1. Introduction
In recent years, it is widely known that video has a great influence on many aspects of our lives, including television, games, scientific research, and so on. Although video is of great importance to us, it is a pity that the video is always contaminated by noise, which can lower the quality of the video and disturb the usage of the video. In this case, no matter whether for the quality of life or for the advance of technology, we should eliminate the noise. Therefore, the research on effective video filtering methods which can significantly reduce the noise in the video is necessary without a doubt. Currently, most of the video noise follows the Gaussian distribution [1]. Consequently, the main objective of research into video filtering is to decrease the effect of Gaussian noise as much as possible with the premise of containing the video image.
There have been two main varieties of the existing video filtering methods [2-6]. Firstly, the traditional video denoising approach is spatial image filtering and a typical approach within this category is bilateral filtering. In [2], Gavaskar et al. mentioned a fast adaptive bilateral filtering algorithm whose complexity will not be dependent on the spatial filter width. It is on the basis of the finding that they can exploit the appropriately defined local histogram to perform the concerned denoising in range space. Particularly, through matching the moments of the multinomial with those of the target histogram to fit the multinomial, and then utilizing integration-by-parts to recursively calculate the analytic function, the brute-force implementation had been dramatically developed without obvious distortions in the visual quality. Similarly, another fast bilateral filtering method [3] was proposed by Papari et al., which served for huge 3D images. The approach extended the bilateral filter kernel to the sum of decomposed factors. Thus, the bilateral filter was simplified into several Gaussian convolutions, whose computational speed was ten times more than the normal bilateral filter. Secondly, the other main denoising method scheme is the spatial-temporal filter that considers the temporal information except for spatial. A classical model was a Multi-Hypothesis motion compensated filter(MHMCF) [4]. MHMCF employed several assumptions including temporal predictions to evaluate the pixel that was contaminated with noise. Based on MHMCF, Guo issued a quick filtering approach FMHMCF [5], and FMHMCF can find trustworthy hypotheses through edge-preserved low-pass prefiltering and noise-robust fast multi-hypothesis search when only confirming a few positions. As a result, the filtering speed was obviously faster than before. Besides, according to [6], a denoising algorithm was mentioned which was based on the spatial wiener filter and the temporal filter. On the basis of the image feature and noise level, it can adjust the filter mask adaptively. The advantage of this method was that it could maintain the image feature more complete and it was simple to implement.

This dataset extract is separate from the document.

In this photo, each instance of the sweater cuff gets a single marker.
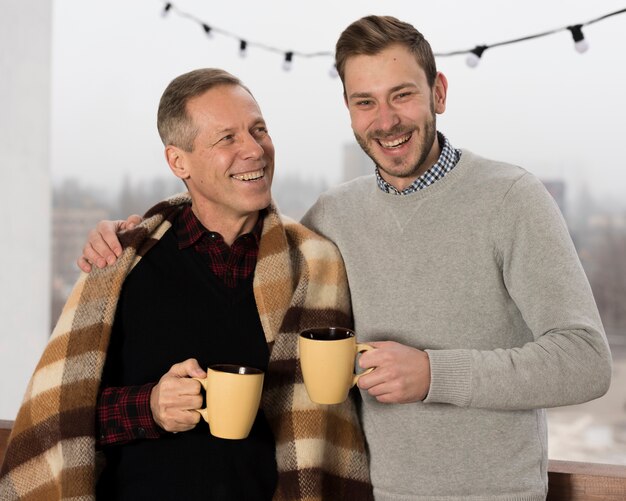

However, although these approaches can get effective filtering results, there are few methods denoising based on the human visual system (HVS) characteristics. Moreover, it is unavoidable that the noise from some of the filtered pixels can be still perceived by our eyes or a number of the pixels can be distorted due to the excessive filtering. Consequently, we propose a perception-oriented spatial-temporal video filtering algorithm by taking the HVS into consideration to improve the perceptual filtering performance. The method is divided into two steps. Firstly, we design an adaptively block-level bilateral filtering algorithm with spatial-temporal consideration. The filter strength is adaptively adjusted depending on the difference between the original and motion compensation blocks. Secondly, the just noticeable difference (JND) perceptual model [7] which indicated the perceptual characteristics for each pixel of HVS was introduced to further adjust the filter strength. Through these two steps, we can effectively conduct perceptual filtering to achieve better subjective performance. The experimental results show that the proposed algorithm obtained remarkable performance improvement by PSNR and PSPNR with 46.13dB and 54.72dB, respectively. Additionally, brilliant filtering quality is also achieved by subjective filtering image comparison.

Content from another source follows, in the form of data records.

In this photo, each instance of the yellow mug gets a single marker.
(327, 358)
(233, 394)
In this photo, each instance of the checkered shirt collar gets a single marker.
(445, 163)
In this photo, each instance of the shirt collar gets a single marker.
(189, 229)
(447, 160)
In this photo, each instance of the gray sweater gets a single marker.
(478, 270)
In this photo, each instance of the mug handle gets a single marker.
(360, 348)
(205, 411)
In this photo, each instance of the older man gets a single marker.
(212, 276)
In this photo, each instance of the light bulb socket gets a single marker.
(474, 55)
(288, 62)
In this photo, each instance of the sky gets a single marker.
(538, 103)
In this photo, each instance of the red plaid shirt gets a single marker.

The remainder of the paper is organized as follows: Section 2 will describe the bilateral filtering algorithm on the basis of motion estimation (ME). The video denoising method which is based on JND will be introduced in Section 3, followed by experiment and conclusion in Section 4, and Section 5, respectively.

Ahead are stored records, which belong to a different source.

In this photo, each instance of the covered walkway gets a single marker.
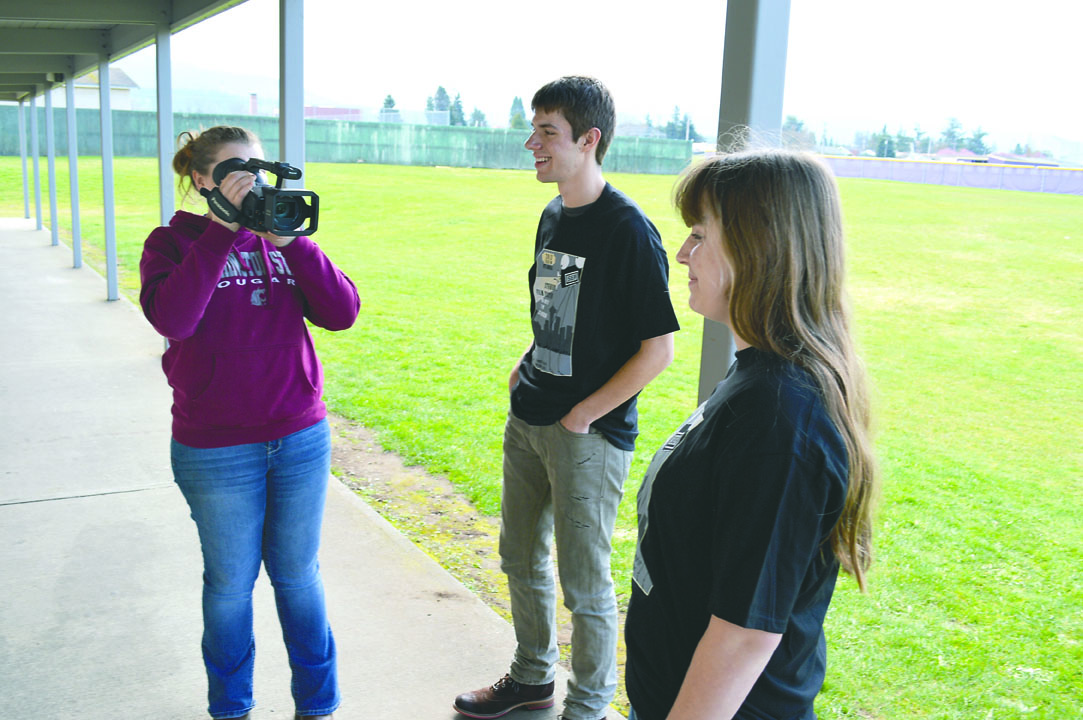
(100, 612)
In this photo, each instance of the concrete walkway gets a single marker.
(101, 571)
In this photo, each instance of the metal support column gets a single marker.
(291, 86)
(109, 210)
(51, 160)
(754, 74)
(74, 171)
(34, 158)
(166, 136)
(22, 153)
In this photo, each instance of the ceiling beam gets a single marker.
(28, 78)
(64, 64)
(34, 40)
(100, 12)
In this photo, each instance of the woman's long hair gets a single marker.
(782, 232)
(197, 151)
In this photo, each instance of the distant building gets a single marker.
(316, 112)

2. The combination of ME and bilateral filtering
In this part, we will first describe the bilateral filtering, followed by ME and the proposed spatial-temporal filtering algorithm without JND, and the final perceptual filtering method will be mentioned later.
2.1. Bilateral filtering
Bilateral filtering is a kind of image denoising approach, which removes the noise while maintaining the edge information. It is a nonlinearity filtering method [8] that is applied extensively in the field of image processing, especially when we need to keep the edge details. A bilateral filter combines the characteristics of a gaussian filter and an edge-preserving filter. Consequently, the weighted average is performed by considering two factors: spatial proximity and pixel value similarity. Certainly, the weight is divided into two varieties: for the spatial proximity, the closer the distance is, the greater the weight is. For the pixel value similarity, the more similar the value is, the greater the weight is. Let I ̂_(i,j) be the value of the output pixel which is located at (i ,j), so that it is determined by a weighted average of the pixel values in the neighborhood of (i ,j),
\( {\hat{I}_{i,j}}= \frac{\sum _{y=-3}^{3}\sum _{x=-3}^{3}{I_{x,y}}{w_{x,y}}}{\sum _{y=-3}^{3}\sum _{x=-3}^{3}{w_{,x,y}}} \) , (1)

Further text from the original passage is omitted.